Despite its current success, it took a few years for Yugabyte to find market fit. The co-founders bet on a cloud-native service at a time when cloud adoption was at its early adoption phase. And their focus on an open-source was questioned by early investors as a sustainable business model. So the company began as 80% closed and 20% fully open source. But it wasn’t until 2019 when they reversed course and went to a mostly open-source platform model, coupled with the now near ubiquitous adoption of the cloud, that the business took off.

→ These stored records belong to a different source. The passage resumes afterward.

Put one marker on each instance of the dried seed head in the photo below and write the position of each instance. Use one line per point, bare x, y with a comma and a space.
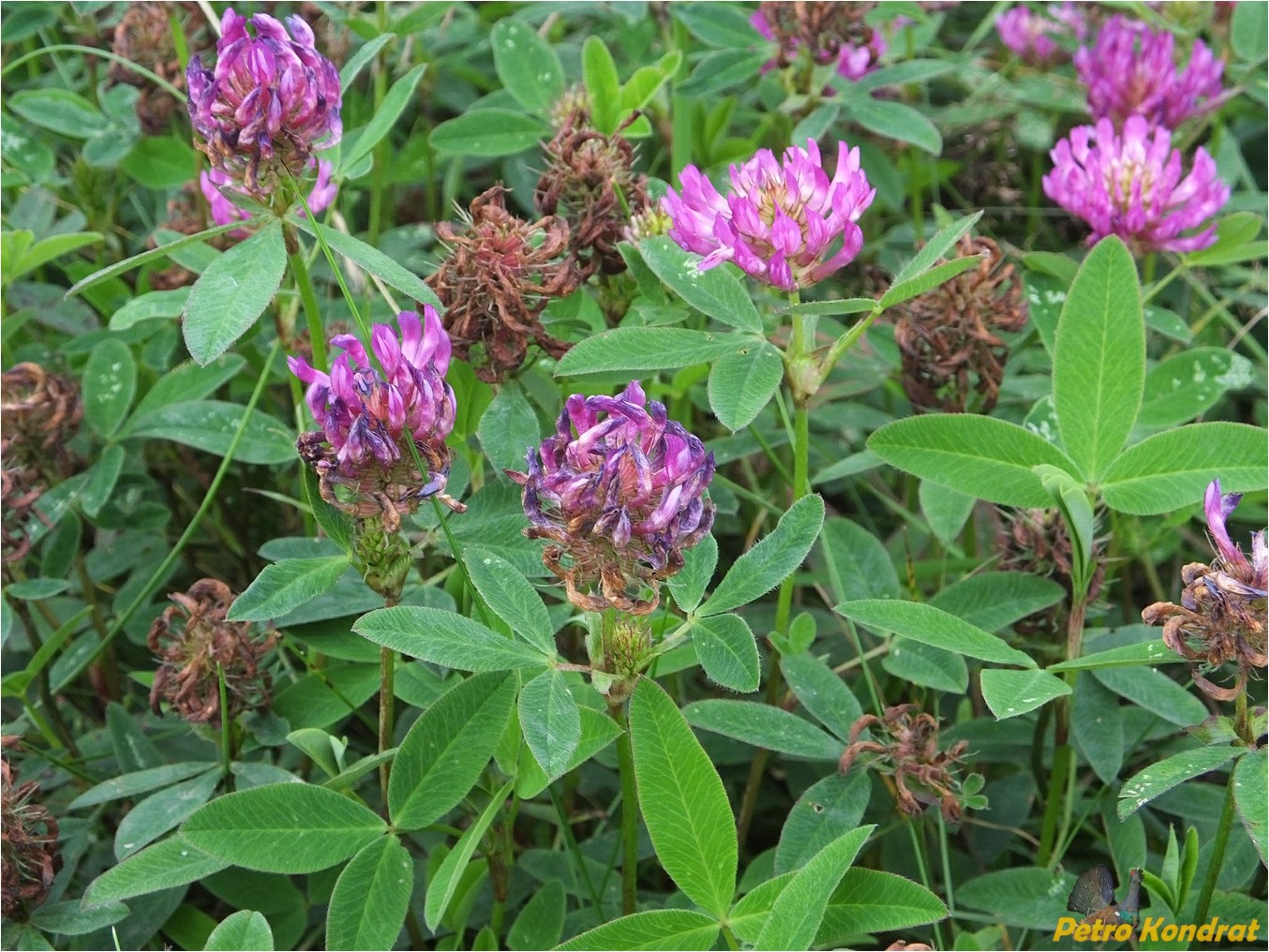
830, 32
145, 36
590, 181
948, 336
194, 645
28, 844
1221, 618
907, 751
39, 412
500, 275
1036, 543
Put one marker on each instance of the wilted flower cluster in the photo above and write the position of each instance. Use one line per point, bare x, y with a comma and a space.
1037, 543
590, 181
784, 222
910, 754
39, 412
620, 490
269, 103
1221, 618
369, 415
145, 36
500, 275
830, 32
1133, 185
1131, 70
28, 843
197, 647
216, 185
1031, 35
948, 336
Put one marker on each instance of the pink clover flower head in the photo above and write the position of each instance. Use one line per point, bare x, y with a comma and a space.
1132, 186
1131, 70
620, 489
1253, 573
1029, 35
368, 412
781, 221
269, 102
215, 185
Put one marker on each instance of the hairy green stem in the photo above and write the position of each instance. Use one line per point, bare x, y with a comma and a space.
630, 811
1217, 858
1058, 804
208, 499
387, 673
305, 285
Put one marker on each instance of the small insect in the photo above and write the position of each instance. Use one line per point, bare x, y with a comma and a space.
1094, 897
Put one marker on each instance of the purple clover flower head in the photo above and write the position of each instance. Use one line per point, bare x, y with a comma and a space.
1217, 508
1131, 70
215, 185
368, 412
620, 490
1132, 186
781, 222
269, 102
1029, 35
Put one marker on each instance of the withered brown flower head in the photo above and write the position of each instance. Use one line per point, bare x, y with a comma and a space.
143, 36
19, 491
909, 751
947, 336
590, 181
1036, 543
1221, 618
499, 276
192, 639
39, 411
829, 31
28, 843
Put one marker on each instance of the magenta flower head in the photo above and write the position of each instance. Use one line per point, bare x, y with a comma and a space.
269, 102
1029, 35
1131, 70
784, 222
215, 186
620, 490
1254, 573
369, 414
1132, 186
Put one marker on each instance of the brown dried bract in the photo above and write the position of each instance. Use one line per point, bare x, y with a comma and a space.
1221, 619
1036, 543
948, 336
28, 843
824, 28
923, 773
590, 181
196, 644
39, 411
499, 276
143, 36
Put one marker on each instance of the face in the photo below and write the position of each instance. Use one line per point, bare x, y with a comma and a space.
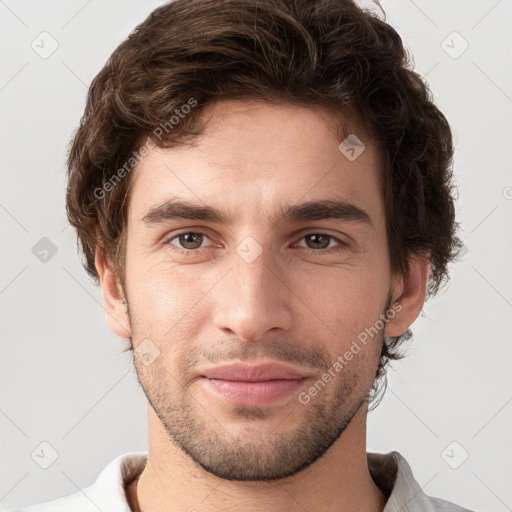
257, 277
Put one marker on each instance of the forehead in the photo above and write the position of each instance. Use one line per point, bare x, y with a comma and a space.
255, 157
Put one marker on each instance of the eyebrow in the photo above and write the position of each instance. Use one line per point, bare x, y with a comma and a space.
313, 210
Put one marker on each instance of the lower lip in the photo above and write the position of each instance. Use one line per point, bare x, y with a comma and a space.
253, 393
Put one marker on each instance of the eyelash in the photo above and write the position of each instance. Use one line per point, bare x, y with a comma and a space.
190, 252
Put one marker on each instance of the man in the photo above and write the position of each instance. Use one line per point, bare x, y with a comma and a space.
263, 189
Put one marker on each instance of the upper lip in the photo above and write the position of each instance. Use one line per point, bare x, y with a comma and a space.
253, 372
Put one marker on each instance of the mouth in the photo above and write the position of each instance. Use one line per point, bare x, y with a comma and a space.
254, 385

“We simply open sourced the database as an experiment in around May of 2019. We said just make it 100% open source and let’s see what happens. And it increased our adoption tremendously. Like our community went nuts. So we didn’t turn back after that. So our model is quite simple. Our model is we are 100% open source like Postgres and we are a cloud managed service. Whether it’s in the customers cloud account or ours, it doesn’t matter, we use the same software that operationalizes Postgres and we think that the commercial money is really in that part and not in the open source database,” says Ranganathan.
Today, Yugabyte is growing fast with more than 300 employees and more than two million downloads of its software, enabling the company to attract $291 million in financing to date, including it latest $188 million Series C round in October 28, 2021 led by Sapphire Ventures, valuing the company at $1.3 billion. Other investors include Lightspeed Ventures, 8VC, Dell Technologies Capital, Alkeon Capital, Wells Fargo Strategic Capital, Meritech Capital Partners and Wipro Ventures.
Ranganathan was born in Chennai, India, to what he refers to as a “traditional middle class family.” He went on to graduate from The Indian Institute of Technology Madras in Chennai with a degree in computer technology. He came to the US for his graduate degree at the University of Texas in Austin. “I don’t know if it’s good or bad. But I started liking computers by playing computer games and was really hands on building all sorts of stuff,” says Ranganathan. After graduating, He began working as a software developer at Optimization Alternatives. That was followed by stints at Microsoft and Netsuite. Then in 2007 he began working at was then the one of the epicenters of database innovation at Facebook for a little over five years before moving on to Nutanix for two years prior to founding Yugabyte.
As for the future? “Our aim is to become a default for people building transactional, cloud-native applications. A cloud-native service needs a cloud-native database, and we would want to be that default. On the commercial side, we have ambitions to grow pretty big, but we want to grow in conjunction with the value we bring to commercial customers, which is to simplify the ability to run this on any cloud, across clouds, hybrid deployments edge and multi cloud deployments,” concludes Ranganathan.